I wrote a script which uses nltk's FreqDist
module then converts it into a pandas dataframe. The code snippet is as follows:
.......
import unicodedata
str2 = unicodedata.normalize('NFKD', str1).encode('ascii','ignore')
words = nltk.tokenize.word_tokenize(str2)
fdist = nltk.FreqDist(words)
df = pd.DataFrame.from_dict(fdist, orient='index').reset_index()
df = df.rename(columns={'index':'query_word', 0:'count'})
df2 = df.sort_values(['count'], ascending=[False])
Now, I am trying to plot it using plotly
for which my code snippet looks as follows:
import plotly.plotly as py
import plotly.graph_objs as go
data = [go.Bar(x= df.query_word, y= df.count)]
py.iplot(data, filename='basic-bar')
When I run this part, I get the following error:
---------------------------------------------------------------------------
TypeError Traceback (most recent call last)
<ipython-input-15-87d0c9af254b> in <module>()
----> 1 py.iplot(data, filename='basic-bar')
/usr/local/lib/python2.7/dist-packages/plotly/plotly/plotly.pyc in iplot(figure_or_data, **plot_options)
150 if 'auto_open' not in plot_options:
151 plot_options['auto_open'] = False
--> 152 url = plot(figure_or_data, **plot_options)
153
154 if isinstance(figure_or_data, dict):
/usr/local/lib/python2.7/dist-packages/plotly/plotly/plotly.pyc in plot(figure_or_data, validate, **plot_options)
239
240 plot_options = _plot_option_logic(plot_options)
--> 241 res = _send_to_plotly(figure, **plot_options)
242
243 if res['error'] == '':
/usr/local/lib/python2.7/dist-packages/plotly/plotly/plotly.pyc in _send_to_plotly(figure, **plot_options)
1407 fig = tools._replace_newline(figure) # does not mutate figure
1408 data = json.dumps(fig['data'] if 'data' in fig else [],
-> 1409 cls=utils.PlotlyJSONEncoder)
1410 credentials = get_credentials()
1411 validate_credentials(credentials)
/usr/lib/python2.7/json/__init__.pyc in dumps(obj, skipkeys, ensure_ascii, check_circular, allow_nan, cls, indent, separators, encoding, default, sort_keys, **kw)
249 check_circular=check_circular, allow_nan=allow_nan, indent=indent,
250 separators=separators, encoding=encoding, default=default,
--> 251 sort_keys=sort_keys, **kw).encode(obj)
252
253
/usr/local/lib/python2.7/dist-packages/plotly/utils.pyc in encode(self, o)
144
145 # this will raise errors in a normal-expected way
--> 146 encoded_o = super(PlotlyJSONEncoder, self).encode(o)
147
148 # now:
/usr/lib/python2.7/json/encoder.pyc in encode(self, o)
205 # exceptions aren't as detailed.
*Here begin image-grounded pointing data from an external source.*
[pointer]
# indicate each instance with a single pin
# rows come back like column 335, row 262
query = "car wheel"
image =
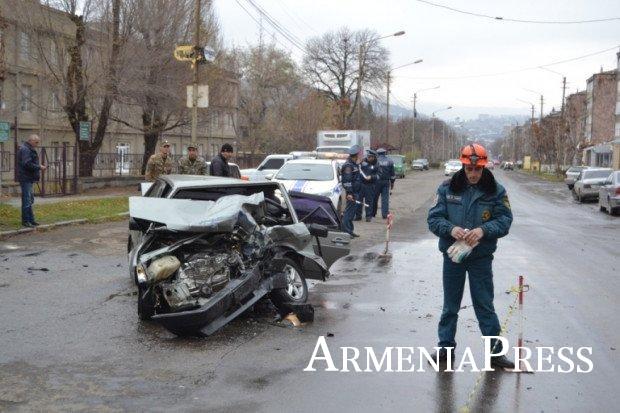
column 146, row 302
column 296, row 290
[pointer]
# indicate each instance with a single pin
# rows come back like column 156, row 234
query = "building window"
column 55, row 101
column 2, row 104
column 24, row 46
column 26, row 98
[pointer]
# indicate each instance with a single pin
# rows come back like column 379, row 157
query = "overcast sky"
column 455, row 45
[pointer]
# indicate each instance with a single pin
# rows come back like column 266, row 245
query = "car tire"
column 296, row 291
column 146, row 303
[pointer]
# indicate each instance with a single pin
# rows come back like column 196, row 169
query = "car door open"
column 316, row 209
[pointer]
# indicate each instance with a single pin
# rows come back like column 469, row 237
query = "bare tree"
column 332, row 63
column 81, row 62
column 154, row 82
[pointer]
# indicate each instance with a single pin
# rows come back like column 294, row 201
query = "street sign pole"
column 5, row 131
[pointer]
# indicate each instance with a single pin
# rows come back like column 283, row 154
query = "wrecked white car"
column 204, row 250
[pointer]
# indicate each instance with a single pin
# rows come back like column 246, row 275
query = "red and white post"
column 520, row 339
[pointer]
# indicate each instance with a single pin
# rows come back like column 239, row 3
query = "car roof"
column 188, row 181
column 311, row 160
column 279, row 156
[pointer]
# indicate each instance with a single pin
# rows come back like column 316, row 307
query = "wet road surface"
column 71, row 339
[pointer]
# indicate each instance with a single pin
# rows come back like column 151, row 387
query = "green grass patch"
column 547, row 176
column 92, row 210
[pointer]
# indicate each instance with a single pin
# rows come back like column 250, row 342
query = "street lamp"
column 541, row 100
column 361, row 62
column 415, row 114
column 387, row 104
column 563, row 84
column 443, row 132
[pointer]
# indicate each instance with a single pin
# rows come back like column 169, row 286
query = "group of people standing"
column 365, row 181
column 192, row 164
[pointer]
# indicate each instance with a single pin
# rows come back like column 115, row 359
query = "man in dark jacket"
column 28, row 172
column 219, row 164
column 474, row 208
column 385, row 183
column 370, row 175
column 352, row 184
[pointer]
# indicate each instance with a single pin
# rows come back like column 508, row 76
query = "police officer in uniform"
column 370, row 176
column 351, row 181
column 385, row 183
column 192, row 164
column 159, row 163
column 473, row 207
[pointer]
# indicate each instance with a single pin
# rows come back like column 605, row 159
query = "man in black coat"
column 28, row 172
column 219, row 164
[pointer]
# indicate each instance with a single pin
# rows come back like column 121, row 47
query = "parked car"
column 452, row 166
column 399, row 165
column 314, row 176
column 419, row 164
column 571, row 175
column 234, row 171
column 267, row 167
column 609, row 194
column 199, row 265
column 589, row 182
column 508, row 166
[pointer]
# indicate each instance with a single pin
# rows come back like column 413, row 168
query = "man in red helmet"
column 474, row 208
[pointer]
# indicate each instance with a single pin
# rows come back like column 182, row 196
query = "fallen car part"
column 199, row 269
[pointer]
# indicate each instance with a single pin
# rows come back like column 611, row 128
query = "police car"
column 313, row 176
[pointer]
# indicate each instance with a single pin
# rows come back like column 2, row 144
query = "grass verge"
column 546, row 176
column 92, row 210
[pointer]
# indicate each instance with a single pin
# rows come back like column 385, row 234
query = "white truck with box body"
column 339, row 141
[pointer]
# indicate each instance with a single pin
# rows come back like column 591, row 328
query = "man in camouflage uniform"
column 192, row 164
column 159, row 163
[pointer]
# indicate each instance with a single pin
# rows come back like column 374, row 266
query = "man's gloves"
column 466, row 241
column 459, row 251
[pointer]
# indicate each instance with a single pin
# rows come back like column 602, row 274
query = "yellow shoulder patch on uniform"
column 506, row 202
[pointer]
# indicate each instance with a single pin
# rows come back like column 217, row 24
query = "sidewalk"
column 98, row 193
column 96, row 205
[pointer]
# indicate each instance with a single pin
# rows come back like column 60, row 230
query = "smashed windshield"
column 306, row 172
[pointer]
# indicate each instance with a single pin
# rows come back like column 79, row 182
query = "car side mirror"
column 317, row 230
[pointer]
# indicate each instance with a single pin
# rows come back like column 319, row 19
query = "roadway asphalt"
column 71, row 339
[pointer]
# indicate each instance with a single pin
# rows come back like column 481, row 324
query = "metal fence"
column 61, row 179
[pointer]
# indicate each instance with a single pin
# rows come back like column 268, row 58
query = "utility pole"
column 415, row 98
column 196, row 73
column 443, row 140
column 563, row 94
column 541, row 105
column 387, row 112
column 359, row 82
column 433, row 133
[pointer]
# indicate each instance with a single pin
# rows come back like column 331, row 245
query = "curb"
column 47, row 227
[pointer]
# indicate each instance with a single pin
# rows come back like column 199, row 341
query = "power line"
column 260, row 24
column 277, row 26
column 508, row 72
column 500, row 18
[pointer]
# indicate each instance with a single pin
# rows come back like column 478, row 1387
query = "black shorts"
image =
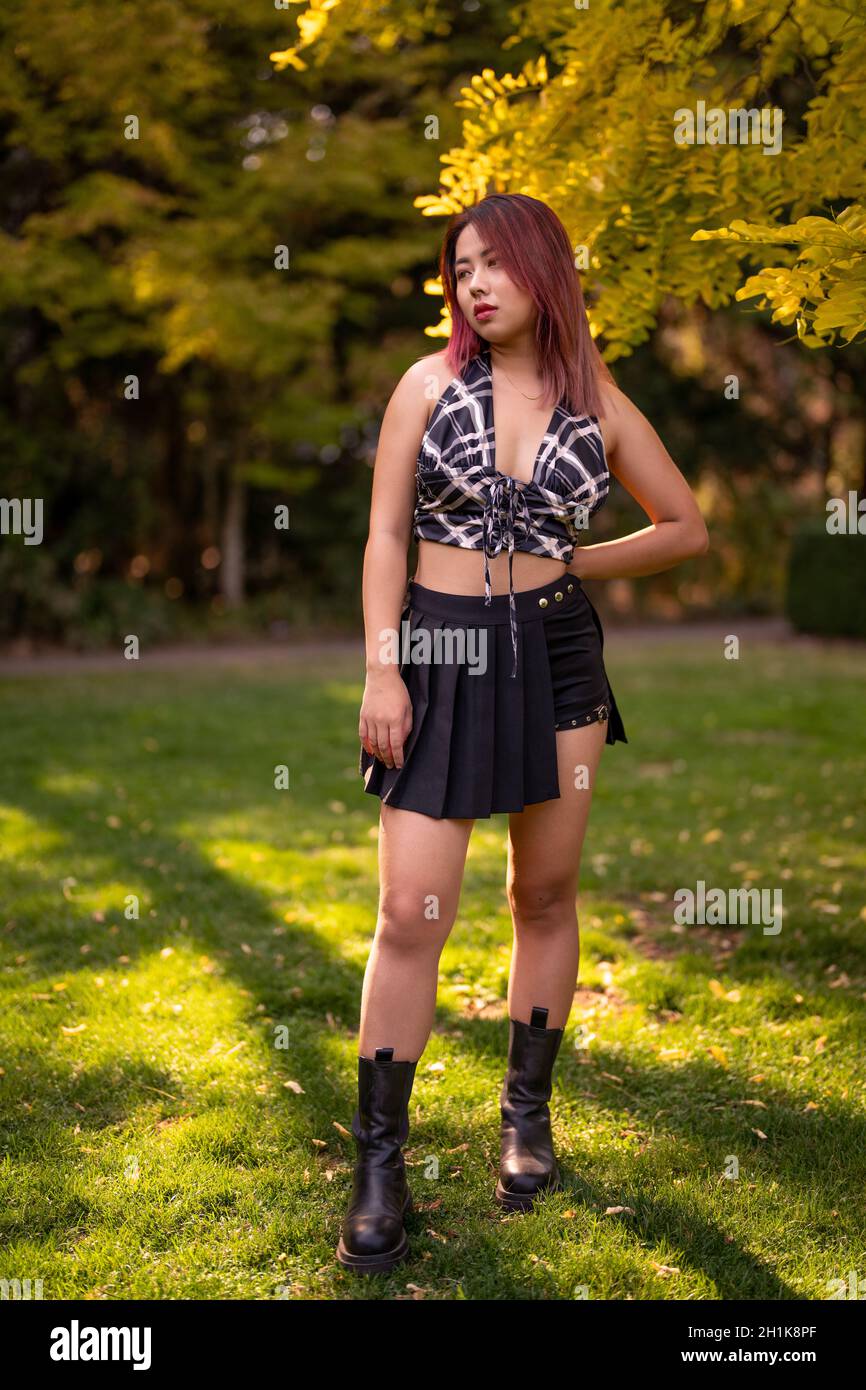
column 484, row 741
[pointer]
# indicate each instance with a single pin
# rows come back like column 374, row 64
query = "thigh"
column 545, row 841
column 421, row 862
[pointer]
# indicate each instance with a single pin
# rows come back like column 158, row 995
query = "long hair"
column 534, row 249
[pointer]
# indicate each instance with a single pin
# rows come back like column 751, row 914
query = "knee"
column 409, row 920
column 542, row 904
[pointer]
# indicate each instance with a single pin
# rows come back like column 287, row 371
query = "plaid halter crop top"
column 463, row 499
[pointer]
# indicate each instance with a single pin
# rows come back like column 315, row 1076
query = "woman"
column 485, row 685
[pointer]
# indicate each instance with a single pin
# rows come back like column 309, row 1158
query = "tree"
column 598, row 127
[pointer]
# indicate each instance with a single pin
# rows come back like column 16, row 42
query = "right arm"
column 385, row 716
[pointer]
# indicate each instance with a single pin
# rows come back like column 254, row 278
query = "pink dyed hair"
column 534, row 249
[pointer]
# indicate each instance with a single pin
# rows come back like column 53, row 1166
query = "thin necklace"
column 516, row 388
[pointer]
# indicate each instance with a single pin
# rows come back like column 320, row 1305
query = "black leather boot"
column 373, row 1237
column 527, row 1162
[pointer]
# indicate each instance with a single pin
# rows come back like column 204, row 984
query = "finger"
column 396, row 742
column 384, row 744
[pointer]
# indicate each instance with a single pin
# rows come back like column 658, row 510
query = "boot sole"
column 521, row 1201
column 381, row 1262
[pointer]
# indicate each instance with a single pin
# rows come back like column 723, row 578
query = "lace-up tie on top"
column 464, row 501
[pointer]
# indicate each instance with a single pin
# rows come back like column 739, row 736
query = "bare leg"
column 421, row 863
column 545, row 844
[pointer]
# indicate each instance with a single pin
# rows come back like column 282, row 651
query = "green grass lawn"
column 177, row 1087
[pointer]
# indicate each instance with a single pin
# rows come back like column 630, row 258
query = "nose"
column 477, row 282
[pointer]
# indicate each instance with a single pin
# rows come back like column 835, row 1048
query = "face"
column 481, row 280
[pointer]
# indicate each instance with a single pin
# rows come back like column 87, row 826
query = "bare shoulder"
column 430, row 377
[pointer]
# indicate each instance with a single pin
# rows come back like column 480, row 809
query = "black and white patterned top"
column 463, row 499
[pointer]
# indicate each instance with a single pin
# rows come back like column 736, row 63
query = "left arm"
column 642, row 464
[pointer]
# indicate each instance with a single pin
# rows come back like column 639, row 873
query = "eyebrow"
column 485, row 252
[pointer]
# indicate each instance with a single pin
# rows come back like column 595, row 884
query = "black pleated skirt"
column 484, row 741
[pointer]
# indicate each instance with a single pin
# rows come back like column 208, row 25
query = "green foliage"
column 588, row 127
column 826, row 583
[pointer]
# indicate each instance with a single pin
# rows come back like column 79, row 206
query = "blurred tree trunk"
column 232, row 549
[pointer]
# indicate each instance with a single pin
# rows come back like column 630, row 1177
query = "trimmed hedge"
column 826, row 590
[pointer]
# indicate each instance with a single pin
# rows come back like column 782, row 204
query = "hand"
column 385, row 717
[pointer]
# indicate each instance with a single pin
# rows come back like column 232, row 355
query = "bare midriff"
column 453, row 570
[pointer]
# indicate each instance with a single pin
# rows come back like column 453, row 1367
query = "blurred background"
column 218, row 249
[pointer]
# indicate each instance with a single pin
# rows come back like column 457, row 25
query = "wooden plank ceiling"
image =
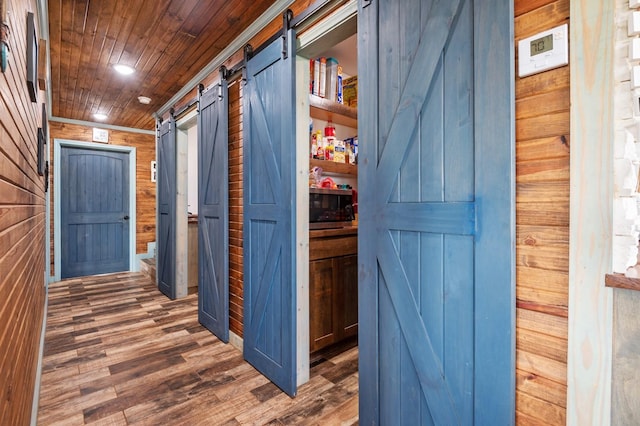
column 167, row 42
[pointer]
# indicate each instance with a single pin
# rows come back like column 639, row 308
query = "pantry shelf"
column 333, row 167
column 324, row 109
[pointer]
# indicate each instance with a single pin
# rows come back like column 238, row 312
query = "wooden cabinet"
column 333, row 289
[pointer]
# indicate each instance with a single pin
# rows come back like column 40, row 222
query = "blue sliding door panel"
column 436, row 230
column 269, row 213
column 166, row 216
column 213, row 211
column 94, row 212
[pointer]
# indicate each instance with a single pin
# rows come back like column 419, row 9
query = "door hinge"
column 224, row 73
column 248, row 54
column 286, row 25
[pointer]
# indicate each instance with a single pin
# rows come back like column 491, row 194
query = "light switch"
column 634, row 23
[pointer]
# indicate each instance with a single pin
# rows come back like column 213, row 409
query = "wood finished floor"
column 118, row 352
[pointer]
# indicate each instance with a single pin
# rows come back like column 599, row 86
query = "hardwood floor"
column 118, row 352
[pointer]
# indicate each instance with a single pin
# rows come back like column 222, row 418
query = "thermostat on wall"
column 543, row 51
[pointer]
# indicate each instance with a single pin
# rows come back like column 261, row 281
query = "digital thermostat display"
column 541, row 45
column 543, row 51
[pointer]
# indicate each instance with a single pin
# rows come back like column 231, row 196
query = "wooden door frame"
column 591, row 307
column 58, row 144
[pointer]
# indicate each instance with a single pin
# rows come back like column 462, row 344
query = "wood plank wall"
column 22, row 228
column 235, row 209
column 145, row 189
column 542, row 193
column 542, row 220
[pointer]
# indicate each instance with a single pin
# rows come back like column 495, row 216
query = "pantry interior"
column 332, row 184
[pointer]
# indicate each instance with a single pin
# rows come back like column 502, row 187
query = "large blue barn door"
column 166, row 193
column 213, row 211
column 269, row 213
column 436, row 232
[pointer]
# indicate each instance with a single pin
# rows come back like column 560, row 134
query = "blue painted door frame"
column 269, row 212
column 437, row 229
column 213, row 210
column 166, row 151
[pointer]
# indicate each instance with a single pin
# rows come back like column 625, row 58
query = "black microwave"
column 330, row 208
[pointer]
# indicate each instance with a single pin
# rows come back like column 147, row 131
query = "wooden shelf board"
column 333, row 167
column 324, row 109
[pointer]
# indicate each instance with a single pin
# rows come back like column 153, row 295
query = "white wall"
column 192, row 168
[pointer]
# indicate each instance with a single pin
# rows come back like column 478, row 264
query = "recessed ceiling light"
column 123, row 69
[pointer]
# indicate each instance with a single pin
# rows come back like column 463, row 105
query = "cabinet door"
column 322, row 325
column 347, row 292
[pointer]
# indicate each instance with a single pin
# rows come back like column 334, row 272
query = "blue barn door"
column 436, row 230
column 166, row 216
column 269, row 213
column 94, row 212
column 213, row 211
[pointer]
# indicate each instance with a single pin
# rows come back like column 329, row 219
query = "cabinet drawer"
column 323, row 248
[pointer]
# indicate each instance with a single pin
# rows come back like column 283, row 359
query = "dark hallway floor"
column 118, row 352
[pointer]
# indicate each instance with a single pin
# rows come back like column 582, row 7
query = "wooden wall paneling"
column 542, row 232
column 236, row 296
column 22, row 229
column 592, row 35
column 145, row 189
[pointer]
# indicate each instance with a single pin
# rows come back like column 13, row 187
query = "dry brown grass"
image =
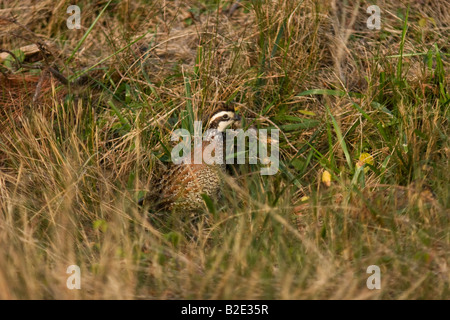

The list call should be roughly
206 # equivalent to the PySequence_Fast that ''.join() would do.
--> 207 chunks = self.iterencode(o, _one_shot=True)
208 if not isinstance(chunks, (list, tuple)):
209 chunks = list(chunks)
/usr/lib/python2.7/json/encoder.pyc in iterencode(self, o, _one_shot)
268 self.key_separator, self.item_separator, self.sort_keys,
269 self.skipkeys, _one_shot)
--> 270 return _iterencode(o, 0)
271
272 def _make_iterencode(markers, _default, _encoder, _indent, _floatstr,
/usr/local/lib/python2.7/dist-packages/plotly/utils.pyc in default(self, obj)
211 except NotEncodable:
212 pass
--> 213 return json.JSONEncoder.default(self, obj)
214
215 @staticmethod
/usr/lib/python2.7/json/encoder.pyc in default(self, o)
182
183 """
--> 184 raise TypeError(repr(o) + " is not JSON serializable")
185
186 def encode(self, o):
TypeError: <bound method DataFrame.count of query_word count
0 1,2 1
1 four 1
2 prefix 1
.. ...... ..
.. ...... ..
3 francesco 1
As far as I understand from the other SF questions on the topic "is not json serializable" and from the error message, it is the problem with encoding? and not of the datatype.
Because, when I print type(df2.query_word)
it says <class 'pandas.core.series.Series'>
. So how to make a series serializable? Since the traceback doesn't show any encoding error such as in here or here.
What is the easy turn-around? My main intension to post this question is to understand whether this is a problem with dataframe, the data, ipython or plotly.